Ora sendo o processo judicial, pelo menos aquele que eu conheço, um processo de partes, representando o Advogado uma dessas partes, seria estranho que se pudesse utilizar a “arte da advocacia” sem que o Advogado pudesse reunir presencialmente, no seu “castelo”, como o meu Mestre chama ao escritório, com o cliente, com a parte.

Para pior, as peças processuais não contêm apenas arrazoados. Bem pelo contrário, muitas das vezes são completadas com centenas de documentos, que são entregues por clientes, que nos explicam o seu teor, mais uma vez presencial e sigilosamente.

Ora a presente Lei, embora, admita, seja incomodativa para quem pretende litigar continuamente, mesmo em período de tragédia, respeita os anseios da Justiça no que respeita aos prazos e diligências processuais, pelo que é absolutamente essencial para o tempo em que vivemos: a advocacia, sobretudo para quem trabalha em contencioso, é uma profissão que depende da presença, das reuniões e da discussão, condições essenciais à compreensão das causas. Sem isso, a Justiça não cumpre a sua parte. Foi, assim, prudente o Legislador nesta medida.

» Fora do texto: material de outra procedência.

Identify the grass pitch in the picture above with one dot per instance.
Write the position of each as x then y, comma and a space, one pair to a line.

Prudente e ajuizado, diria.

Embora esta interpretação me vincule só a mim e valha, provavelmente, pouco, será aquela que aplicarei à minha advocacia, tendo sido acolhida, sem requerimento e por iniciativa oficiosa, em todos os processos em que sou advogado.

Sublinho, por fim, que as “interpretações à la carte”, que parecem ser moda no tempo em que vivemos, não fazem sentido no Estado de Direito, sobretudo quando os tempos são de medo. Os advogados não são parte isolada da sociedade e, como tal, serão vítimas em igual medida desta tempestade.

Seria mais oportuno, neste momento, se a advocacia, enquanto unidade orgânica, se unisse em torno da protecção social, da colaboração entre colegas e da solidariedade profissional. Seria mais oportuno e, sobretudo, mais justo.